In vivo, intestinal epithelial repair relies upon two distinct processes: restitution and proliferation [18,19]. Restitution takes place within minutes from the injury and in this phase epithelial cells reorganize their cytoskeleton to cover the wound bed. This is then followed by a proliferative phase, which allows for complete reconstitution of the initial number of epithelial cells. Restitution is associated with a typical accumulation of F-actin to the leading edge of migrating cells towards the wound centre [16]. To discriminate whether BMM promote epithelial repair by increasing epithelial restitution and/or proliferation, we stained BMM-exposed wounded epithelial cell monolayers for a proliferation marker (Ki67) and F-actin. While epithelial cell proliferation was unchanged, we observed an accumulation of F-actin at the edge of wounded epithelial cells, characteristic of migrating epithelial cells (Fig. 1b). In addition, BMM were labelled with PKH26 fluorescent dye and incubated with unlabelled wounded epithelial cells. Before a complete wound closure, we observed that macrophages are mainly aggregated and adhered to the cell-free wounded area (Fig. 1c). At this time-point, we observed that some BMM make contact with epithelial cells at the leading edge of the migration front (Fig. 1c, arrow). Once migrating epithelial cells covered the wounded area, some adherent BMM could be detected under the epithelial cell monolayer (Fig. 1c, arrowhead). We never detected macrophages between epithelial cells within the repaired monolayer, suggesting that macrophages would probably not replace, even temporally, epithelial cells in a restituted epithelium. Altogether, these results demonstrate that macrophages promote epithelial repair in vitro through a specific effect on epithelial restitution.

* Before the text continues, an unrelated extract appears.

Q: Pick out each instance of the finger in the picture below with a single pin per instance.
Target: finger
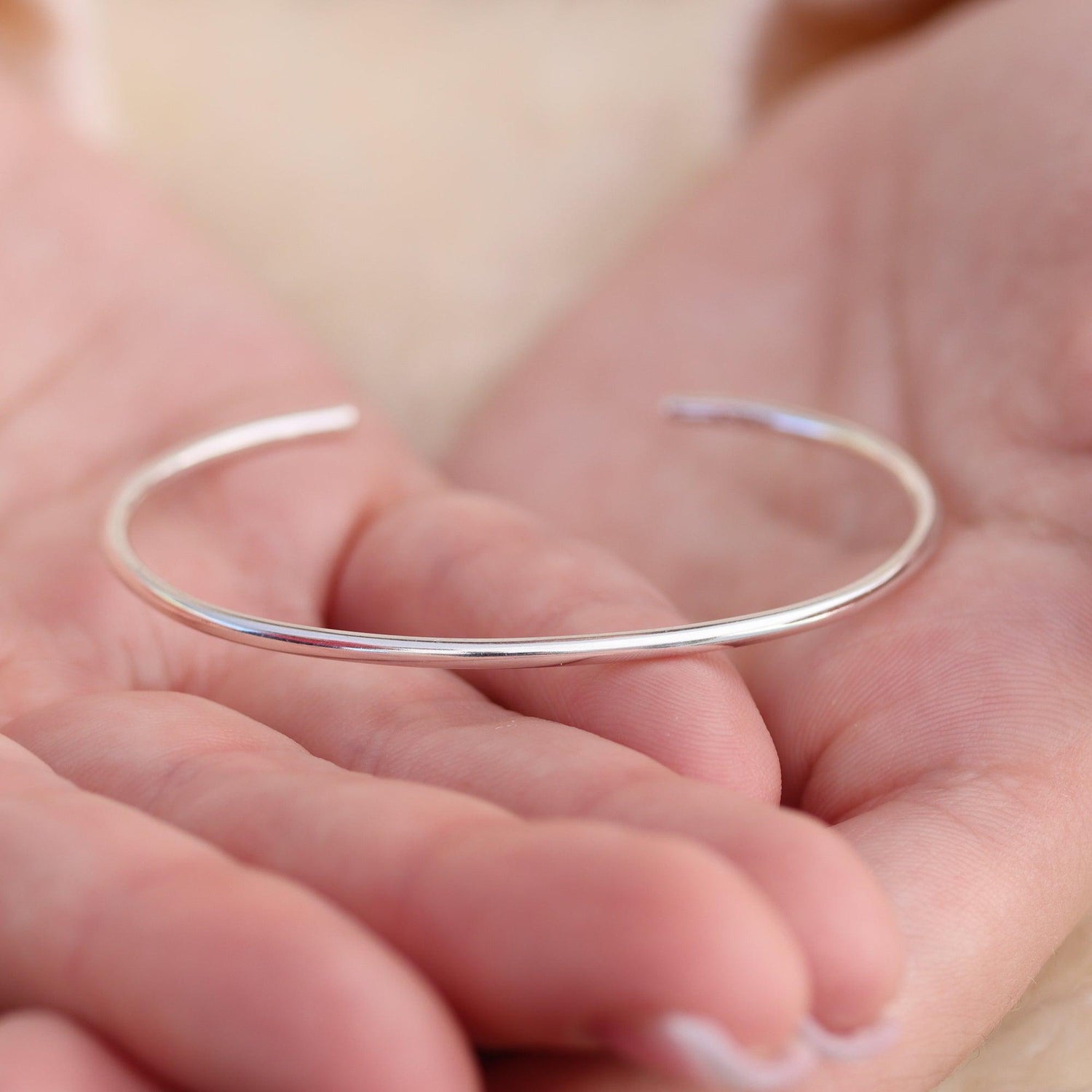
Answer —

Murine macrophages promote wound repair through HGF secretion
We next asked whether macrophages require cell contact to promote in-vitro wound repair. To address this question, macrophages were co-cultured with wounded epithelial cells in physically separate chambers using cell culture inserts (pore size: 0·4 μm) (Fig. 2a, left panel). Importantly, physical separation of macrophages in cell culture inserts had only modest consequences on their ability to promote wound repair (Fig. 2a). Hence, our observations suggest that macrophage-assisted wound repair can be independent of cell contact and probably depends upon soluble factors.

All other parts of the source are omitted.